Red Hat Bugzilla – Bug 309991
Add coordination between Kdump and Cluster Fencing for long kernel panic dumps
Last modified: 2016-04-26 10:48:21 EDT
With large memory configurations, some machines take a long time to dump state
when a panic occurs. The cluster software may well force a reboot as a fence
operation before the dump completes. This cause the loss of important data to
diagnose the root problem.
Cluster fencing needs a mechanism to hold off fencing until the dump completes
or assurance from the failed node that it will not re-awaken and cause data
corruption of shared information.
I've added, as part of bz 269761, the ability to run an arbitrary script from
the kdump initrd prior to capturing a vmcore. My thought was that we could use
this ability to fork a process that spoke to the cluster suite peer daemons in
such a way as to stall the fencing process. This obviously requires that the
fencing suite contain some utility to drive the communication appropriately,
which can then be added to kdump via /etc/kdump.conf. Thoughts Jim?
Is there any status on this feature request Jim / Rob? What are the next steps?
This is now targeted for RHEL 5.3
But, when a node is crashing, you want it DOWN. That is the reason for fencing
in the first place. Are you really willing to risk your data?
Please read the initial comment on this bug. The reason this bug was opened was
because the fencing functionality of our cluster suite was power-cycling a
crashed box before kdump could complete running on it and collect the system
vmcore for an post mortem analysis. I agree that you want to fence nodes that
are crashed, but you also want to figure out why they crashed in the first
place, and you cant do that if the cluster reboots your crashed system before it
can record its memory image. Including a utility/script with the cluster suite
to prevent fencing for use by the kdump_pre directive is, In my view, a good way
to do that. As to weather or not it makes sense in a given environment is up
I think the best way to deal with this problem is to use storage fencing rather than power fencing.
If there really is a need to do power fencing and delay it until kdump is done, then I like the idea of using a kdump hook to start a program that will broadcast periodic status messages on the progress of the kdump. The other cluster nodes would monitor this and delay fencing. I'm not sure if fencing would be considered successful once kdump was done without doing anything else (as done by stonith plugin below), or if we'd want to do the power fencing after kdump completed.
A third option is for remaining nodes to log into the kdumping node to monitor its progress. NTT implemented this as a pacemaker stonith plugin:
This is a duplicate of bug 461948, I don't know which to close.
From bz 461948:
Not a duplicate. One is for RHEL5 and one is for RHEL6.
Closing as a duplicate of 461948 since bug 461948 has a more complete set of design ideas.
*** This bug has been marked as a duplicate of bug 461948 ***
Instead of closing this one, this should be blocked by 461948 since the ticket is for a different version of the OS. It stands to reason that this has to be developed in RHEL 6 before deciding whether to backport to RHEL 5 but don't agree that this ticket should be closed until decision as to whether this will be fixed in RHEL 5 at all is made.
Calvin, you're right.
Isn't the node in kdumping state already effectively fenced?
It loads completely new kernel and mounts only local storage (or the one defined in the kdump.conf in general). In this state it can hardly touch any shared resource unless you set it up this way.
I'm thinking of these conditions:
* kdump has a way to notify the cluster nodes that it has booted
* cluster fencing is configurable so it waits up to XX secs or until kdump echo, whichever comes first
* kdump echo is configurable and off by default
Then the customer willing to capture kdumps is aware of what's he doing, as he must be able to configure fencing and know the consequences, enable and configure kdump. More, the recovery is not limited by kdump in any other way than the configurable timeout until kdump starts.
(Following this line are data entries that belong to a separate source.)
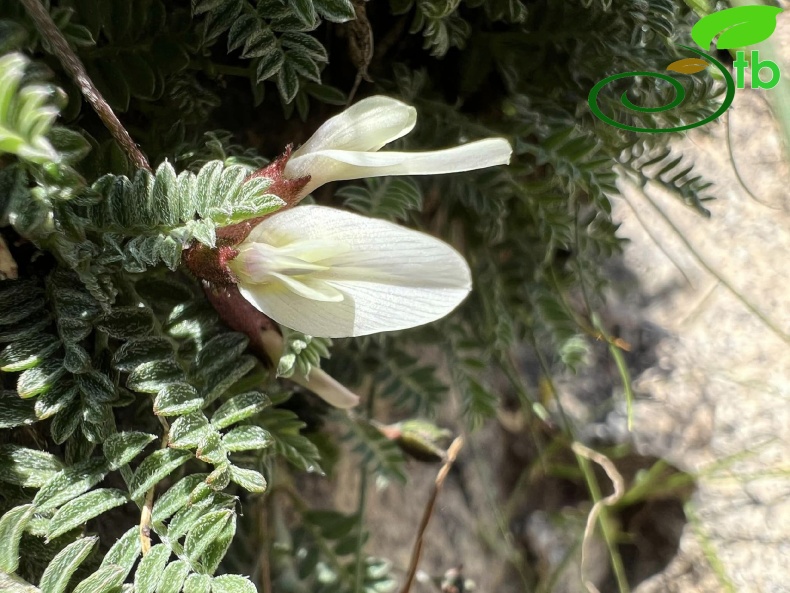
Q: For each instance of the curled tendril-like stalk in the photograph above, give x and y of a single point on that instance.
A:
(680, 95)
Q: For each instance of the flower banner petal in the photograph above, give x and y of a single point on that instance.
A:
(392, 278)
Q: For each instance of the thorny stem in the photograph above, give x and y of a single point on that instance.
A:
(72, 64)
(452, 453)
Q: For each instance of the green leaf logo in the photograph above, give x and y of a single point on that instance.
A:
(739, 27)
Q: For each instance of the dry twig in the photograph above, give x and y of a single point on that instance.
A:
(72, 64)
(452, 453)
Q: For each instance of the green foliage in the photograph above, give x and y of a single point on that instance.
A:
(123, 395)
(301, 353)
(25, 115)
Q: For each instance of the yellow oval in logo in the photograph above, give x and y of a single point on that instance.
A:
(688, 65)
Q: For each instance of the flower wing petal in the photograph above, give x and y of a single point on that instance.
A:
(366, 125)
(325, 166)
(392, 278)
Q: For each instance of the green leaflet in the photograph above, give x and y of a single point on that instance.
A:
(231, 583)
(149, 572)
(25, 115)
(247, 438)
(12, 525)
(27, 467)
(239, 408)
(83, 508)
(154, 468)
(70, 483)
(59, 571)
(122, 447)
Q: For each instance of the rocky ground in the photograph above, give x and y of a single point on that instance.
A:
(707, 304)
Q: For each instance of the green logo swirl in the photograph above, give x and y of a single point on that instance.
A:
(680, 94)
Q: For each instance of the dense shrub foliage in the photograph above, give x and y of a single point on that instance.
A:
(141, 438)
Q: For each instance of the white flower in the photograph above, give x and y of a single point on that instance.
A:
(346, 146)
(334, 274)
(330, 273)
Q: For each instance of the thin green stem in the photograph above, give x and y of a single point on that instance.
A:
(606, 526)
(711, 270)
(359, 572)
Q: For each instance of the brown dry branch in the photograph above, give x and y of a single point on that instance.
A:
(72, 64)
(452, 453)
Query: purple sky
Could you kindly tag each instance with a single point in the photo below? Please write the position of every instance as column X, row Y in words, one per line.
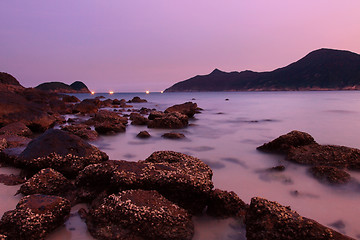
column 140, row 45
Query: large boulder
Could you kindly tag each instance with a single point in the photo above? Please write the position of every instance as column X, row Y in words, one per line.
column 189, row 109
column 285, row 142
column 173, row 120
column 140, row 215
column 34, row 217
column 46, row 181
column 272, row 221
column 182, row 179
column 81, row 130
column 61, row 151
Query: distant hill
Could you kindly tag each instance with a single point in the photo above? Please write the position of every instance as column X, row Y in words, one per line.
column 76, row 87
column 323, row 69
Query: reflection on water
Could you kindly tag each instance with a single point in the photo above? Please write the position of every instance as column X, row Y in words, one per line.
column 228, row 141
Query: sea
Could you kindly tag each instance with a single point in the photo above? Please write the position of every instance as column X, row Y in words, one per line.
column 225, row 136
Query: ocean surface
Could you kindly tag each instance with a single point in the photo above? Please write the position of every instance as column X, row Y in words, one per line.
column 225, row 136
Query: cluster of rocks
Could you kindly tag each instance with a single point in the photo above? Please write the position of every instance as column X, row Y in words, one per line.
column 328, row 162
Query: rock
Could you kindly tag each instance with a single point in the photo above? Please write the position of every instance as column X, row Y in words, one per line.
column 61, row 151
column 139, row 214
column 82, row 131
column 189, row 109
column 16, row 128
column 172, row 120
column 34, row 217
column 138, row 119
column 137, row 100
column 15, row 108
column 70, row 99
column 223, row 204
column 87, row 106
column 156, row 114
column 183, row 179
column 11, row 180
column 173, row 135
column 283, row 143
column 143, row 134
column 330, row 174
column 327, row 155
column 46, row 181
column 272, row 221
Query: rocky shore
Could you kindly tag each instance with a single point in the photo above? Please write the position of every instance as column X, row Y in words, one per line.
column 154, row 198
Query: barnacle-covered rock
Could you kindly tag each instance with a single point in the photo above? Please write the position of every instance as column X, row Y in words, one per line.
column 285, row 142
column 140, row 215
column 224, row 204
column 272, row 221
column 47, row 181
column 183, row 179
column 61, row 151
column 34, row 217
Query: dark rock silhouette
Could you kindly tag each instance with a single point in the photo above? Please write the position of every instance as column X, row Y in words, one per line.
column 323, row 69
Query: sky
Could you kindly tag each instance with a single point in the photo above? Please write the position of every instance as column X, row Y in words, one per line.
column 138, row 45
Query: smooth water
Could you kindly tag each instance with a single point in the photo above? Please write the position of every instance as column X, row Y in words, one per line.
column 225, row 136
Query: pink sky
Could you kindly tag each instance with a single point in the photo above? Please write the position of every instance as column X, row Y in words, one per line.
column 143, row 45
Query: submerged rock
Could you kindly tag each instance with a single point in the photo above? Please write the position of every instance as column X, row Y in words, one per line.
column 327, row 155
column 173, row 120
column 224, row 204
column 272, row 221
column 330, row 174
column 46, row 181
column 34, row 217
column 189, row 109
column 61, row 151
column 139, row 214
column 285, row 142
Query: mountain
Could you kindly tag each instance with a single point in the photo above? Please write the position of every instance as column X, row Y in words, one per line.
column 75, row 87
column 323, row 69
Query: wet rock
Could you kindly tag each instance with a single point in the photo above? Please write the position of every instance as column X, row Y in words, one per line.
column 182, row 179
column 223, row 204
column 34, row 217
column 16, row 128
column 326, row 155
column 189, row 109
column 108, row 128
column 156, row 114
column 81, row 130
column 137, row 100
column 46, row 181
column 139, row 214
column 285, row 142
column 70, row 99
column 138, row 119
column 143, row 134
column 11, row 180
column 272, row 221
column 173, row 135
column 173, row 120
column 330, row 174
column 61, row 151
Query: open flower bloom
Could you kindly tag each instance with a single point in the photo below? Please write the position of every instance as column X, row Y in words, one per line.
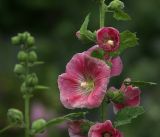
column 108, row 38
column 85, row 82
column 105, row 129
column 131, row 97
column 74, row 129
column 117, row 65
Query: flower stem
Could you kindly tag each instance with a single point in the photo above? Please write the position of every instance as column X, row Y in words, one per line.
column 27, row 119
column 6, row 128
column 102, row 13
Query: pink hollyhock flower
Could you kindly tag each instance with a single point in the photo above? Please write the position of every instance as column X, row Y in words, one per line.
column 74, row 128
column 85, row 82
column 117, row 65
column 105, row 129
column 131, row 97
column 108, row 38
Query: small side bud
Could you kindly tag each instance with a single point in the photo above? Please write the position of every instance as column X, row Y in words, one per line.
column 23, row 88
column 115, row 96
column 38, row 125
column 30, row 41
column 15, row 40
column 19, row 69
column 22, row 56
column 32, row 80
column 115, row 5
column 15, row 116
column 32, row 56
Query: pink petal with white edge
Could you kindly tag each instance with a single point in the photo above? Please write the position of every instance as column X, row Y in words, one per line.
column 78, row 68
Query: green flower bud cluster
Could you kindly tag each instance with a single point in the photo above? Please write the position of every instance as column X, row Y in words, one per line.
column 24, row 39
column 115, row 96
column 15, row 117
column 116, row 5
column 27, row 58
column 38, row 125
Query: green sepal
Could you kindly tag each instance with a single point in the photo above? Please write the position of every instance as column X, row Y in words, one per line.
column 85, row 34
column 116, row 6
column 15, row 117
column 126, row 115
column 128, row 40
column 121, row 15
column 99, row 53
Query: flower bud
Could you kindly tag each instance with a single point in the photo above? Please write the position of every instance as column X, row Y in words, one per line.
column 22, row 56
column 15, row 116
column 115, row 96
column 19, row 69
column 15, row 40
column 116, row 4
column 32, row 80
column 30, row 41
column 38, row 125
column 23, row 88
column 32, row 56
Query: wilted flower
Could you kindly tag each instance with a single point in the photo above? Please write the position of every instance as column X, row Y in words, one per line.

Kdump restarts the machine at the end allowing normal operations to continue (cluster rejoin, migrate back the services, etc.). It can also hang and not restart the machine, but that's the risk you are willing to take when you enable it.
What do you think?
I think you are right that once we have exec'd the new kernel we should probably not have access to any cluster resources, but I wonder if that is always the case. For example, while I expect that the kdump kernel would not have support for gfs/gfs2, it probably needs access to ext3 fs in order to write out the dump. Is it all possible that the kexec'd kernel still has access to a cluster resource, like an ext3 fs that is managed by RHCS? If so, this could be a problem.
Overall though, the reason that people want kdump is to determine root cause on failures. Many customers have strict policies on when to return systems to service after failures and want to have as much information as they can about the failure in order to understand the risk and exposure of the bug they may have just experienced. I would expect most customers running RHCS in a high-availability type of situation would want to do so.
It seems like there should be some guidelines for configurations and some limitations documented for the combination of kdump and RHCS.
There was already a design in the other bugzilla. I figure the design would be used in both places.